Es mucho decir que un restaurante (o bar) gallego es el mejor de su especialidad en la Bahía de Cádiz pero, la verdad, tampoco hay tantos en 30 kilómetros a la redonda. Freidores con fundador galaico sí, pero locales consagrados a las más populares recetas tradicionales de aquel córner, no tantos.

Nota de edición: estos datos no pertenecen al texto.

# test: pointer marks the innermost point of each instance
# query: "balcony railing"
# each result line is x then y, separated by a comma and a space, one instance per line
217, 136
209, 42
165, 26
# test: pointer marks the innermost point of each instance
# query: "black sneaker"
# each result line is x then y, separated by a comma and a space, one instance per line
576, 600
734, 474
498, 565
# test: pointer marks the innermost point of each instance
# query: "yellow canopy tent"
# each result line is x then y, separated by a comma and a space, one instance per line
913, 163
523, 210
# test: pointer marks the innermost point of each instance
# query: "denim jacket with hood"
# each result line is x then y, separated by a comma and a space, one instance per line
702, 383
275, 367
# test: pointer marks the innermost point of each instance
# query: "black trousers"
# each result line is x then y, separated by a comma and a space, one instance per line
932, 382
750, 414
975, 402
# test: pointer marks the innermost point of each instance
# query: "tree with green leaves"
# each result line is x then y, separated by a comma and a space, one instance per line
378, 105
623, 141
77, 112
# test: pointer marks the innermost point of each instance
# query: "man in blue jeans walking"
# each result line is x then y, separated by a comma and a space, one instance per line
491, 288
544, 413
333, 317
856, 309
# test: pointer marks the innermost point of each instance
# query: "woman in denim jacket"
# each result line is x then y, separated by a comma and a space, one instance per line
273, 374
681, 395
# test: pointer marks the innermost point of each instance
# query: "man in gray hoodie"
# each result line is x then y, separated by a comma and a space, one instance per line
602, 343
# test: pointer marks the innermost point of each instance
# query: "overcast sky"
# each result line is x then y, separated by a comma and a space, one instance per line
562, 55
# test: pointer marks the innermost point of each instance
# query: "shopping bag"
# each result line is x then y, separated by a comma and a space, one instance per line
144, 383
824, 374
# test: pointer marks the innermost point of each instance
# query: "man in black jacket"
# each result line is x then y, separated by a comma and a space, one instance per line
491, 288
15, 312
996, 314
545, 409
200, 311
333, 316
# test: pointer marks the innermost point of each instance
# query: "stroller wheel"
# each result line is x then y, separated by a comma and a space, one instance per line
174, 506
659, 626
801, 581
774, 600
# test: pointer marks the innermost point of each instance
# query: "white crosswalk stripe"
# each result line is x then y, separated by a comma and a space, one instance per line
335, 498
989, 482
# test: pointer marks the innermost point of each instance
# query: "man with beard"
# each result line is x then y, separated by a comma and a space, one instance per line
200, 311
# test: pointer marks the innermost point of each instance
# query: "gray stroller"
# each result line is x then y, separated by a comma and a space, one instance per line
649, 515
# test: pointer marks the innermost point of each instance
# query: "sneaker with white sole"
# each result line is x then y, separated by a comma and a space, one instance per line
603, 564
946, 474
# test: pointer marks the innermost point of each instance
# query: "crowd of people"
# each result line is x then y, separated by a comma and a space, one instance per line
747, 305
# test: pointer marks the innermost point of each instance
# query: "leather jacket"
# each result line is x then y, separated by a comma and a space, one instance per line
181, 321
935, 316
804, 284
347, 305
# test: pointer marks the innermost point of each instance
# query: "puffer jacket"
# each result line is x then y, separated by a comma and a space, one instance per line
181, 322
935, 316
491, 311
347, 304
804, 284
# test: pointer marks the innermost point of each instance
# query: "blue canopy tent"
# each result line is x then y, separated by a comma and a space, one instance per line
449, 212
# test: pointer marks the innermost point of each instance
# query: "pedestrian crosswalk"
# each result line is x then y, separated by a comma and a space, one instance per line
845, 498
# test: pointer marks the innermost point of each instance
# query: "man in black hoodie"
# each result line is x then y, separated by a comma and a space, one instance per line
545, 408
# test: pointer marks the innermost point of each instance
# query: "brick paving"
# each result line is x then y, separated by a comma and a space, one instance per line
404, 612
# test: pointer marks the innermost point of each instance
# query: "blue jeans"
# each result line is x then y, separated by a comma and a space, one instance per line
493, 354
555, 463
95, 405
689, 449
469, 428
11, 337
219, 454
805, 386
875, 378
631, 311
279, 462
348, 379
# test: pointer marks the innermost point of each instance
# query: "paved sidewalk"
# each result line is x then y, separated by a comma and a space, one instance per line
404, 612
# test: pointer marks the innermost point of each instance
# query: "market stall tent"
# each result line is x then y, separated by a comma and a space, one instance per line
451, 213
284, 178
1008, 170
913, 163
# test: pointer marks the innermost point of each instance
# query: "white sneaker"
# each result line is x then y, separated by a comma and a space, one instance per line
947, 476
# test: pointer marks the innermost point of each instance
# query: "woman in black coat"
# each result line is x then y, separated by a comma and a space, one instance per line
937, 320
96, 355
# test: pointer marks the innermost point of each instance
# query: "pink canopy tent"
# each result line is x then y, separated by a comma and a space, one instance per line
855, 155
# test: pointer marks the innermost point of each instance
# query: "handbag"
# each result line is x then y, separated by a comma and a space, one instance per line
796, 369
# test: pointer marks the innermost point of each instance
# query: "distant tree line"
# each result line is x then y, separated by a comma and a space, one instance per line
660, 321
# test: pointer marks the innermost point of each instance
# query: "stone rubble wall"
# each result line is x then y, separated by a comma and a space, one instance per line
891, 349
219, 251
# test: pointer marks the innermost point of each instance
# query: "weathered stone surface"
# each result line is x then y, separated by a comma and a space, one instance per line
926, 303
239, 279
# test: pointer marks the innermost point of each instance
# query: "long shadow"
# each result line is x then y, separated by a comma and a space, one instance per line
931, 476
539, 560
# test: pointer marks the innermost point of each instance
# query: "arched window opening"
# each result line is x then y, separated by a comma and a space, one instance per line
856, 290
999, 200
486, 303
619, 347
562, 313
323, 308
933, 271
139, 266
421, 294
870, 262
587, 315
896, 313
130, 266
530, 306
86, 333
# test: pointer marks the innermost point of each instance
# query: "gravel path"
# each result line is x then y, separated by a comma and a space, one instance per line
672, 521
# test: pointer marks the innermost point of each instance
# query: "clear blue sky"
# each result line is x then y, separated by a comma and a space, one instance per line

Si tiene algún riesgo decirlo es en San Fernando , sede de La Gallega, nada menos. Pero hace un par de años que le salió rival. Y a La Rambla, en la calle Sopranis de Cádiz, otra institución que tan buenos ratos ha dado. Como esto de las clasificaciones es una tontería, cada uno tiene la suya y con derecho a cambiarla siete veces por semana, podemos decir alegremente que hemos descubierto el mejor sitio gallego del orbe gaditano, es decir, a este lado del río Iro pero sin cruzar el Barbate.
Se llama Embrujo Gallego y está en la avenida Almirante León Herrero de San Fernando (en la acera frente al centro comercial Plaza, cerca del parque Almirante Laulhé).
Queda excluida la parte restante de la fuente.